问题
I’m using Java 6. I have an XML template, which begins like so
<?xml version="1.0" encoding="UTF-8"?>
However, I notice when I parse and output it with the following code (using Apache Commons-io 2.4) …
Document doc = null;
InputStream in = this.getClass().getClassLoader().getResourceAsStream(“my-template.xml”);
try
{
byte[] data = org.apache.commons.io.IOUtils.toByteArray( in );
InputSource src = new InputSource(new StringReader(new String(data)));
DocumentBuilderFactory factory = DocumentBuilderFactory.newInstance();
DocumentBuilder builder = factory.newDocumentBuilder();
doc = builder.parse(src);
}
finally
{
in.close();
}
The first line is output as
<?xml version="1.0" encoding="UTF-16”?>
What do I need to do when parsing/outputting the file so that the header encoding will remain “UTF-8”?

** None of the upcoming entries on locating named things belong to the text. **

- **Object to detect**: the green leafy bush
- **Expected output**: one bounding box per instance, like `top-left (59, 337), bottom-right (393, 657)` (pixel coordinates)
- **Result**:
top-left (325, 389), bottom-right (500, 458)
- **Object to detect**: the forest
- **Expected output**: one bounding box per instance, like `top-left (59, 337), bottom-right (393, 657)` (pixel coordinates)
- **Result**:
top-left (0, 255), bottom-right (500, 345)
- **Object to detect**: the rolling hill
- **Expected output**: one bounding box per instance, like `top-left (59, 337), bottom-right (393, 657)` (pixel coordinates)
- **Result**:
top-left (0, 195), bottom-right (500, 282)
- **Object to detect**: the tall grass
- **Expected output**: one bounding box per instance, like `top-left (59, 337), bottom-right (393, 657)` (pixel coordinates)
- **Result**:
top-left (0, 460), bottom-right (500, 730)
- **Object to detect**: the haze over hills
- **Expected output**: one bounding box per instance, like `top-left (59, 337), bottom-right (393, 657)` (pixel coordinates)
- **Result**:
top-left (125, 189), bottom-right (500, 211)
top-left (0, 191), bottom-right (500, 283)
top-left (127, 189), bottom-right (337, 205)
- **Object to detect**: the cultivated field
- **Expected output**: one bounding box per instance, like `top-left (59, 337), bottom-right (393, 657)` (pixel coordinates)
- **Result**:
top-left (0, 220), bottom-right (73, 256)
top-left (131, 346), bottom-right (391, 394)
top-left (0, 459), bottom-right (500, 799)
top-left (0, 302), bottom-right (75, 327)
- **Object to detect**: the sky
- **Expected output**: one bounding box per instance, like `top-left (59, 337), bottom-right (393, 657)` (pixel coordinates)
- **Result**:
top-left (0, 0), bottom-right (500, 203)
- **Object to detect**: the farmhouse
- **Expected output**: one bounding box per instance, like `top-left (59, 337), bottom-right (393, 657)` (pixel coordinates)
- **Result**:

Edit: Per the suggestion given, I changed my code to
Document doc = null;
InputStream in = this.getClass().getClassLoader().getResourceAsStream(name);
try
{
DocumentBuilderFactory factory = DocumentBuilderFactory.newInstance();
DocumentBuilder builder = factory.newDocumentBuilder();
doc = builder.parse(in);
}
finally
{
in.close();
}
But despite the fact my input element template file's first line is
<?xml version="1.0" encoding="UTF-8"?>
when i output the document as a String it produces
<?xml version="1.0" encoding="UTF-16"?>
as a first line. Here's what I use to output the "doc" object as a string ...
private String getDocumentString(Document doc)
{
DOMImplementationLS domImplementation = (DOMImplementationLS)doc.getImplementation();
LSSerializer lsSerializer = domImplementation.createLSSerializer();
return lsSerializer.writeToString(doc);
}
回答1:
new StringReader(new String(data))
This is wrong. You should let the parser detect the document encoding by using (for example) DocumentBuilder.parse(InputStream):
doc = builder.parse(in);
What encoding the DOM is serialized to depends on how you write it. The in-memory DOM has no concept of encoding.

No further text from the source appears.